This is not true in general, even in characteristic $0$:

**Example.** Let $\alpha = \sqrt[3]{1+\sqrt{8}} \in \mathbb R$, and let $L = \mathbb Q(\alpha)$. The minimal polynomial of $\alpha$ over $\mathbb Q$ is
$$(x^3-1)^2 - 8 = x^6 - 2x^3 - 7.$$
If $\beta = \sqrt[3]{1-\sqrt{8}}$ and $\zeta_3 = e^{2\pi i/3}$, then the roots of $f$ in $\mathbb C$ are
\begin{align*}
\alpha, & & \zeta_3 \alpha, & & \zeta_3^2 \alpha,\\
\beta, & & \zeta_3 \beta, & & \zeta_3^2 \beta.
\end{align*}
Since $L \subseteq \mathbb R$, the only other root that could possibly be in $L$ is $\beta$ (the other ones aren't even in $\mathbb R$). But
$$(1+\sqrt{8})(1-\sqrt{8}) = -7,$$
showing that $(1-\sqrt{8})$ and $(1+\sqrt{8})$ are the primes of $K = \mathbb Q(\sqrt{2})$ above $7$. For distinct principal primes $(p)$ and $(q)$ (to be safe let's say not lying above $(2)$ or $(3)$), the extensions $K(\sqrt[3]{p})$ and $K(\sqrt[3]{q})$ are linearly disjoint (look at ramification behaviour).

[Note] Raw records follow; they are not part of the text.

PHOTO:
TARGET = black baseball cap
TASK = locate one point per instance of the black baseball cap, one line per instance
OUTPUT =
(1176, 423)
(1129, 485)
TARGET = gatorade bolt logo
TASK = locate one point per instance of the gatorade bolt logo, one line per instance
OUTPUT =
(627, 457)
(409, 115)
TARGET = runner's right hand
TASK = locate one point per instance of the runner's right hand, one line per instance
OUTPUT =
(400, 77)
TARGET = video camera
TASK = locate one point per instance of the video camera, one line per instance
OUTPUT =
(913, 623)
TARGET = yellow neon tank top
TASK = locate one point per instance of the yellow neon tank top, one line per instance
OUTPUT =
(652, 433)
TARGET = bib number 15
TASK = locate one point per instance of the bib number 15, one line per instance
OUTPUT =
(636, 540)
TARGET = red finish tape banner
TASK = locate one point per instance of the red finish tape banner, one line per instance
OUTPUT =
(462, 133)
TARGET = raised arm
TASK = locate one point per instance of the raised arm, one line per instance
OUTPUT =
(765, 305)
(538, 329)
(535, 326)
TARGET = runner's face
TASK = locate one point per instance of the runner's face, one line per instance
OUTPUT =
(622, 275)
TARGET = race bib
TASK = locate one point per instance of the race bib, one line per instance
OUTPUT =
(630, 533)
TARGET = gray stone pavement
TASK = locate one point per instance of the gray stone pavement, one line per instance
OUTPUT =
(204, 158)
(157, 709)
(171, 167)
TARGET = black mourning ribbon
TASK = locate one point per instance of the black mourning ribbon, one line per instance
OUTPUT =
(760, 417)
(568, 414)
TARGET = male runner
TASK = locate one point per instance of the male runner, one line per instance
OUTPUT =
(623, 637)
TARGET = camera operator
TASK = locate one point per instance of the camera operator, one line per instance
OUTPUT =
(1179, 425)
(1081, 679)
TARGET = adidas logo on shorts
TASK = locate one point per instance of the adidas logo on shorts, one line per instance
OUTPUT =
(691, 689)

In particular, $\sqrt[3]{1-\sqrt{8}} \not\in K(\sqrt[3]{1+\sqrt{8}})$, so $\alpha$ is the only root of $f$ in $L$. On the other hand, $\sqrt{8} = \alpha^3 - 1$ is a polynomial in $\alpha$, and its minimal polynomial $x^2 - 8$ has two roots in $L$. $\square$